Monday, Jun. 12, 1950
Heading for Hell?
In 1933, sparked by Guest Speaker Cyril Edwin Mitchinson Joad,* a bearded, posturing professional pundit, the famed old Oxford Union voted 275 to 153 "that under no circumstances will we fight for King and Country." When graduate members, led by Winston Churchill's choleric son Randolph, tried to expunge this from the record, they were swamped 750 to 138. In his history of World War II, Winston Churchill somberly wrote: "It was easy to laugh off such an episode in England, but in Germany, in Russia, in Italy, in Japan, the idea of a decadent, degenerate Britain took deep root and swayed many calculations."

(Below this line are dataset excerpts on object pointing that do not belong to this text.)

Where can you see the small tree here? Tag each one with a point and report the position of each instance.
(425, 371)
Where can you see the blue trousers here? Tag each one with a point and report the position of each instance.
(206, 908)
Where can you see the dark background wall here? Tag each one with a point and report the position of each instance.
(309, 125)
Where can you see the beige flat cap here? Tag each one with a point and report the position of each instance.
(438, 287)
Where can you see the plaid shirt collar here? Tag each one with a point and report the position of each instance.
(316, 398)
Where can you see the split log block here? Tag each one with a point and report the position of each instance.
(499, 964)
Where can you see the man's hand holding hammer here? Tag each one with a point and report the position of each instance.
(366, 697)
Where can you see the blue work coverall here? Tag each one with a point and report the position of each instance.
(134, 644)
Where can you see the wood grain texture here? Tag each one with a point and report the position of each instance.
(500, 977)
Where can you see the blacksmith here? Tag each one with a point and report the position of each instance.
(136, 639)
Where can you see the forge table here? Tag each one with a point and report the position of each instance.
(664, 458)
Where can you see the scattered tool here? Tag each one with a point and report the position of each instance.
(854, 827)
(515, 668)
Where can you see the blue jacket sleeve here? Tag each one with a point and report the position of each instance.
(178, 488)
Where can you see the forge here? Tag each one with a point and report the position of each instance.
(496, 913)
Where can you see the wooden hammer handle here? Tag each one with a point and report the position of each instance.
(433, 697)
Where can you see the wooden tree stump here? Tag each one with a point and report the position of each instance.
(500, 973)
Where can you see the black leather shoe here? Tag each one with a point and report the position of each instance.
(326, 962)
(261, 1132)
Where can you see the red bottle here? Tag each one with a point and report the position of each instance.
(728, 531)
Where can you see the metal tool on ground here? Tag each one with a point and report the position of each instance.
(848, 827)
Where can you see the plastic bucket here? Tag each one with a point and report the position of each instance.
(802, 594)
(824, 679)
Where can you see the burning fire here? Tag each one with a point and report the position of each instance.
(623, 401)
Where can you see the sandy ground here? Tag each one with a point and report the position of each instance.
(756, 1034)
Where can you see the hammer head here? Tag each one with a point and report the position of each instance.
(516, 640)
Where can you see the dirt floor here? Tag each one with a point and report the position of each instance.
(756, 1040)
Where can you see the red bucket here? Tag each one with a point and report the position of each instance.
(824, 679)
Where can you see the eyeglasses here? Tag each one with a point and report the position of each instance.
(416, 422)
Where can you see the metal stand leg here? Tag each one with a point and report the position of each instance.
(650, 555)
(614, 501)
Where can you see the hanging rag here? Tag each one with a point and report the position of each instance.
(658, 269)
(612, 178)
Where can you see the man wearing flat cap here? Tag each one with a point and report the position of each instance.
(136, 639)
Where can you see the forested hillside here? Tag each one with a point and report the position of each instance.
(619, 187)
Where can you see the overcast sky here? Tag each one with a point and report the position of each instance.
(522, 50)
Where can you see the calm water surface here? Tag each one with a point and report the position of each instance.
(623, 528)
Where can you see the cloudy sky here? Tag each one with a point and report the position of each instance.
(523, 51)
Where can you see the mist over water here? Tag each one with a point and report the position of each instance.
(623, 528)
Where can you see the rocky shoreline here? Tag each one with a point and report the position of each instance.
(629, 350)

Last week ex-Pacifist Joad and Randolph Churchill squared off over another provocative union resolution: "That this House regrets the influence exercised by the U.S. as the dominant power among the democratic nations."
"Money is the sole American standard of value," said Joad. "The nations are heading for hell and it is America which is leading us there . . . [American influence] corrupts, infects and pollutes whatever it touches." Angry shouts of "Shame!" greeted Joad's remark, "What a genius the Americans have for coming into a war late, on the winning side."
Other shouts drowned out Randolph when he said, "Back the professor comes after 17 years, with his rotten advice, trying to lure yet another generation along the wrong path." Union President Robin Day rang the bell for silence, but Randolph soon brought another uproar by saying, "It may be just a joke for the professor, this third-class Socrates,* [but he] is corrupting, infecting and polluting the good relations between Britain and the U.S."
The undergraduate debaters were also vituperative. Said young Socialist Dick Taverne: "American culture is a cheapening and degrading force . . . American politics are a poor advertisement for democracy; [and the] economic influence exercised by America is a disturbing force in the world ... I see in [America] no spiritual resources to raise her civilization above the level of the common business man."
Howard E. Sherman, the only American undergraduate who took part in the debate, asked, "Since money for money's sake is an old-established Puritan principle of English origin, is not the honorable member from Balliol [Joad] regretting an influence which England gave America and which England is now getting back?"
But when the shouting died down and the vote was taken, Joad won again, 227 to 179.
* Since 1930 Joad, professor of philosophy at London University, has publicly advocated agnosticism, polygamy, suicide, Manichaeanism, Christianity, rationalism, dualism, pacifism, appeasement, intervention, Oswald Mosley, Socialism, anti-Zionism, gambling, Jane Russell's bosom and better British cooking.
*A thrust at Joad's third-class travel on a British train without buying a ticket, which brought him a court conviction in 1948.